If there is no integer between the upper and lower bounds for y we are done. y is not an integer and is therefore irrational.

If there is an integer between the bounds for y we have to do a little more work and compute p[x] explicitly.

Call the integer in the bounds of y, J. If J is not a root of p[x], y is irrational. Suppose J is a root and there is only one root of p[x] in the bounds for y. Then y is J and is rational. There could be multiple roots in the interval with y and J. So we might need more work.

The following argument for the other cases uses one idea from the calculus. That could be avoided. We thought it was unlikely anyone that is trying to follow this has not had a little calculus. It uses without comment lots of little facts about polynomials.
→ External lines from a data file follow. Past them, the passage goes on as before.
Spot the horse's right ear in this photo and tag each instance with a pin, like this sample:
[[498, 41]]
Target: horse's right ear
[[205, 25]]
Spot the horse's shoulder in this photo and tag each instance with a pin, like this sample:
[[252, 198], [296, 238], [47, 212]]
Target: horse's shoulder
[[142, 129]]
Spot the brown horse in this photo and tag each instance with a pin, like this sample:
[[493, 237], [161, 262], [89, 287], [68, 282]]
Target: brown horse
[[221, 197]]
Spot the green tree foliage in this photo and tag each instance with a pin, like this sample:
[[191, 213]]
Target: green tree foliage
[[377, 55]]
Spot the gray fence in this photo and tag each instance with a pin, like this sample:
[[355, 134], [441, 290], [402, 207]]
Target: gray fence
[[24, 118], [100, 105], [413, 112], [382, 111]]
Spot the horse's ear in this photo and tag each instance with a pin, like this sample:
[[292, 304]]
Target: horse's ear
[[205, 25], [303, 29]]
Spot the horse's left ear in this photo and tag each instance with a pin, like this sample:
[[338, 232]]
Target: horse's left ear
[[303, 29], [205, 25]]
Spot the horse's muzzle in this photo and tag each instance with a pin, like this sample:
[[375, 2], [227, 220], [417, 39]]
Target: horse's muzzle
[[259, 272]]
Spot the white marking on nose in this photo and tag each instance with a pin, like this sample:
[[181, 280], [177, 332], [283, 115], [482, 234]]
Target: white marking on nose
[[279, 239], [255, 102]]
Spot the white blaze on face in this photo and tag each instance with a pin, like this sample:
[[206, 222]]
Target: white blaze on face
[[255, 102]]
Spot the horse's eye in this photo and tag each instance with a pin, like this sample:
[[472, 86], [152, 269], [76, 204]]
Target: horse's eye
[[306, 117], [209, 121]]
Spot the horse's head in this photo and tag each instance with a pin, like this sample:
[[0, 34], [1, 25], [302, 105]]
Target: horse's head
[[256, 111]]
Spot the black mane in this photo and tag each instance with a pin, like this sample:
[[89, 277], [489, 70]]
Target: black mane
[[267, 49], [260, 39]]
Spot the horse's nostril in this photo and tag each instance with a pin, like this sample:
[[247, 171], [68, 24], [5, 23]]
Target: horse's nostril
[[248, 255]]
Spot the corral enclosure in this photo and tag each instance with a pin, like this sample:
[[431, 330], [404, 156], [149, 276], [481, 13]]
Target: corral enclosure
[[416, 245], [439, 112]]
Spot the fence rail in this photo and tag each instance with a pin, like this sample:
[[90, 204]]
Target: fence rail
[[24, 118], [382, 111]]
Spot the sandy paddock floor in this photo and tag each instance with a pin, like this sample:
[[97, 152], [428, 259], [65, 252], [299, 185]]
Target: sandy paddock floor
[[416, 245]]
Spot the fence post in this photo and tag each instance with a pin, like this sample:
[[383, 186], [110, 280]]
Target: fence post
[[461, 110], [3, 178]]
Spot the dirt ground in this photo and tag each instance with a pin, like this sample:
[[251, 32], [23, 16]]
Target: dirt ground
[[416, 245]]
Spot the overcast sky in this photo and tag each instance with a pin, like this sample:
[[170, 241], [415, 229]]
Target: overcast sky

If J is a root of p[x] and there are other roots of p[x] in the bounds of y
then we have to account for the roots of p[x] in more detail. Possible repeated
roots make this harder to test. So we get our computer to compute p[x] explicitly.
Compute h[x] = greatest common divisor, gcd(p[x],p'[x]). The Euclidean algorithm
for polynomials (Knuth, "Seminumerical Algorithms") can determine h[x] in a
feasible amount of time. p'[x] is just the derivative of p[x]. Now compute
q[x] = p[x]/h[x]. q[x] has all of the roots of p[x] with the repeated roots
removed. This is easy to prove with elementary calculus. Now that the repeated
roots are removed we get the computer to narrow the bounds on each root until
none overlap. This will always succeed because there are no repeated roots. Now
if J is in the bounds of y we know that J = y. J is a root of q[x] and so is y
and there are exactly as many intervals as the degree of q[x]. So the pigeon-hole principle is the reason we know J = y. If J is not in the interval with y then y is irrational.

Q.E.D.

## Discussion

If you made it through that, then you can handle problems like this:

Is y = sum (i to m)(q_i * sqrt ( r_i)) irrational where q_i and r_i
are rationals, all r_i > 0?

Call Z the product of all the denominators of the q_i's and r_i's. Then compute y*Z. Since Z is an integer, y is irational if and only if y*Z is. However the right hand side of y*Z now has no denominators and fits our test above. So we can test y*Z.